Eschweiler. Es gibt Musiker, die durch ausgefeilte Technik glänzen, und es gibt solche, die pure Energie aus Leidenschaft auf der Bühne versprühen. Wenn jedoch Präzision auf Passion trifft und dies auch noch echt wirkt, dann handelt es sich in der Tat um einen wahren Ausnahmekünstler.

Den Besuchern des „Saitensprünge”-Konzerts im Talbahnhof wurde am Samstagabend das Glück zuteil, einer solchen Künstlerin zu begegnen: Diane Ponzio, Singer/Songwriter aus New York City, zog ihr Publikum mit ihren einfühlsamen Songs über die kleinen und großen Dinge des Lebens in den Bann und sorgte für ein intimes wie intensives Musikerlebnis, das sprichwörtlich unter die Haut ging.

Es ist kein Wunder, dass der renommierte Gitarrenbauer „Martin Guitars” ihr mit der „JDP II” bereits ein zweites persönliches Modell gewidmet hat, versteht es Diane Ponzio doch perfekt, mit ihrem Instrument mal heitere, mal bluesig-düstere, mal balladig-ver-träumte, mal rockig-aggressive Stimmung zu verbreiten.

Zu Beginn ihres Konzerts wirkte die kleine, grauhaarige Frau mit dem strahlenden Lächeln und den funkelnden Augen wie der Klang ihrer Ukulele, mit der sie „Think Again” anstimmt: fröhlich, aufmunternd, noch etwas zurückhaltend. Doch spätestens nach zwei Liedern brach das Temperament ihrer sizilianischen Wurzeln aus ihr heraus, passenderweise mit dem Song „Volcano” aus dem aktuellen Album „So Low You Here To Listen”. Dann klettert Ponzios Stimme gerne auch einmal in die dunkleren Tonfarben, von denen sie eine erstaunlich große Palette anzubieten hat.
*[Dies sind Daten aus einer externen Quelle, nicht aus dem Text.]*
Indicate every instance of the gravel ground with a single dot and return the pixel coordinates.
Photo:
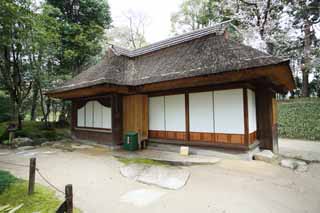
(228, 186)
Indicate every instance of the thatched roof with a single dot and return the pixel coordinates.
(202, 52)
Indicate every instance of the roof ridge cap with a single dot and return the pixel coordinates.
(170, 41)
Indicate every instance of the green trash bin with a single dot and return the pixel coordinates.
(131, 141)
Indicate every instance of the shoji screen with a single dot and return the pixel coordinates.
(252, 111)
(80, 117)
(228, 111)
(175, 113)
(156, 113)
(201, 112)
(97, 114)
(106, 117)
(89, 114)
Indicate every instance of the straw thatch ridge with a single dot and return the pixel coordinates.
(202, 52)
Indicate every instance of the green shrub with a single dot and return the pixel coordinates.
(42, 200)
(36, 131)
(300, 118)
(6, 179)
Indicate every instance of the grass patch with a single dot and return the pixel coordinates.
(43, 200)
(6, 179)
(36, 131)
(300, 118)
(141, 161)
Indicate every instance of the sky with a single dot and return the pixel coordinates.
(157, 11)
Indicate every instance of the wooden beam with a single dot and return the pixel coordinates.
(278, 75)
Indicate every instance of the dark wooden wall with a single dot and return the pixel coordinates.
(114, 137)
(116, 118)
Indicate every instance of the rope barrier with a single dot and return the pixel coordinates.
(48, 182)
(15, 164)
(38, 171)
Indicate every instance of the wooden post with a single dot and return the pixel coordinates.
(69, 198)
(246, 115)
(11, 136)
(32, 175)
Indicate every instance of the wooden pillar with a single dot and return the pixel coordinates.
(32, 175)
(187, 116)
(245, 116)
(136, 115)
(267, 131)
(73, 115)
(116, 119)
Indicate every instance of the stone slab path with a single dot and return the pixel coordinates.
(167, 177)
(300, 149)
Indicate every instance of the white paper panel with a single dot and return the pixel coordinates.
(97, 114)
(201, 112)
(89, 114)
(228, 111)
(156, 113)
(80, 117)
(106, 117)
(252, 111)
(175, 113)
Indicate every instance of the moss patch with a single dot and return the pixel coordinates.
(43, 200)
(6, 179)
(141, 161)
(300, 118)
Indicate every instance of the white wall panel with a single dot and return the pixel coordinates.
(156, 113)
(89, 114)
(106, 117)
(175, 113)
(201, 112)
(97, 114)
(80, 117)
(228, 111)
(252, 111)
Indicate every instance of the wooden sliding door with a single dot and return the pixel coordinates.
(216, 117)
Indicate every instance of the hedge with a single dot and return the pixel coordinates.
(299, 118)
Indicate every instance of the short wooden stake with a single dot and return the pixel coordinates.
(11, 137)
(32, 175)
(69, 198)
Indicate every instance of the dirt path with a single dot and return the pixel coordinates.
(228, 186)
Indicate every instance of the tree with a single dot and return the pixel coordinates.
(196, 14)
(15, 24)
(306, 15)
(82, 29)
(130, 34)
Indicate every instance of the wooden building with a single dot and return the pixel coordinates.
(200, 88)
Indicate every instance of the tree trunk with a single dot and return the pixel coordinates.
(306, 59)
(34, 103)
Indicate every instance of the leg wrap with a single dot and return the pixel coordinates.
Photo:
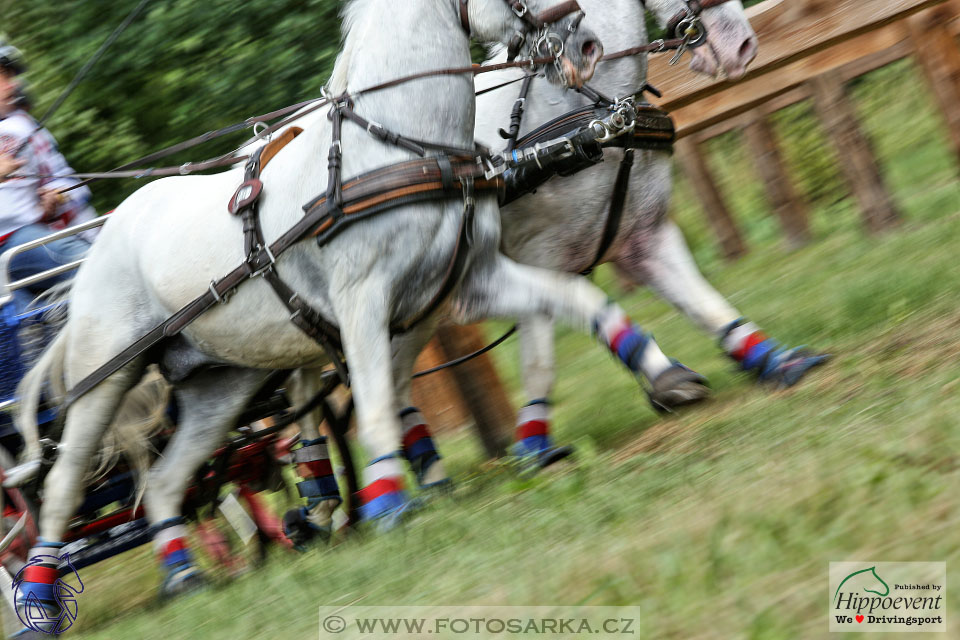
(629, 343)
(768, 359)
(533, 443)
(170, 542)
(35, 587)
(419, 449)
(533, 428)
(384, 493)
(313, 465)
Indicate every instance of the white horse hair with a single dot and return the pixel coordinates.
(165, 243)
(560, 226)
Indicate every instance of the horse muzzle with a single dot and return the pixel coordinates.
(578, 58)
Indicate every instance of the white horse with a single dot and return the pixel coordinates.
(166, 242)
(559, 228)
(561, 225)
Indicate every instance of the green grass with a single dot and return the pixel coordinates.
(719, 522)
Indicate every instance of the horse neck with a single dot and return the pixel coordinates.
(664, 10)
(387, 40)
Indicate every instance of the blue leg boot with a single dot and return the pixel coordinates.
(313, 523)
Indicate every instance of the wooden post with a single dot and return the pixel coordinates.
(480, 387)
(854, 152)
(772, 169)
(939, 56)
(695, 167)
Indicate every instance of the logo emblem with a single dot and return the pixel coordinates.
(48, 617)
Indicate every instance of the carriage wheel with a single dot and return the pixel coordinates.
(14, 507)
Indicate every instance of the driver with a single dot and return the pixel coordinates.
(32, 207)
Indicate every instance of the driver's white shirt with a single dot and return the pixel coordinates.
(19, 199)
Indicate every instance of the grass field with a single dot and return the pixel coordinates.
(719, 522)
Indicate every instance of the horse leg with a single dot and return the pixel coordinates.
(502, 287)
(209, 404)
(532, 435)
(663, 261)
(365, 335)
(418, 445)
(311, 460)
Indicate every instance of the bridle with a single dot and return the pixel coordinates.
(686, 23)
(538, 26)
„What do we count at the end of the day?”, lautet ihre eigener Auskunft nach politischste Songtextzeile. Diane Ponzio erzählt lieber vom Leben, von Menschen, natürlich auch von ihren eigenen Erlebnissen. So wie bei „Special Day Plates”, der gefühlvollen Balladen über ihre Tante „Millie”, die einzige Kinderlose in ihrer Familie, die ihr das besondere chinesische Porzellan-Geschirr nach ihrem Tod vererbt hat, von dem zu Lebzeiten nie gegessen wurde.

Doch Diane weiß: „everyday is a special occasion”, und kann nur raten „Celebrate...celebrate...celebrate”.

Authentisch und leidenschaftlich

Überhaupt möchte man die zierliche Gitarristin um Rat fragen, wie eine gute Freundin mit ihr über das Leben philosophieren. Die Hoffnung auf eine bessere Vergangenheit endgültig aufzugeben, sei die beste Definition für „Vergeben”, ließ Diane Ponzio am Samstag im Talbahnhof wissen, schließlich seien gerade „now in this moment” „Your Golden Years”.

Aber auch augenzwinkernde Ironie kann Diane Ponzio, wenn sie beispielsweise die ewig gleichen Akkorde und Texte von „Blues song”(s) besingt, um wenig später einen eben solchen mit „Permanent Damage” zu performen.

Es hat etwas gedauert, bis die New Yorkerin Diane Ponzio ihren Weg zu den Talbahnhof-„Saitensprüngen” gefunden hat, doch das Konzert am Samstagabend war die beste Belohnung für diese Wartezeit. Und da sie schon einmal da war, nahm sich Diane Ponzio bei ihrem dritten von nur fünf Auftritten in Deutschland in diesem Jahr Zeit, um ihr Publikum persönlich kennenzulernen. Dieses wird die Singer/Songwriterin als leidenschaftlich, technisch perfekt und vor allem eins in Erinnerung behalten: authentisch.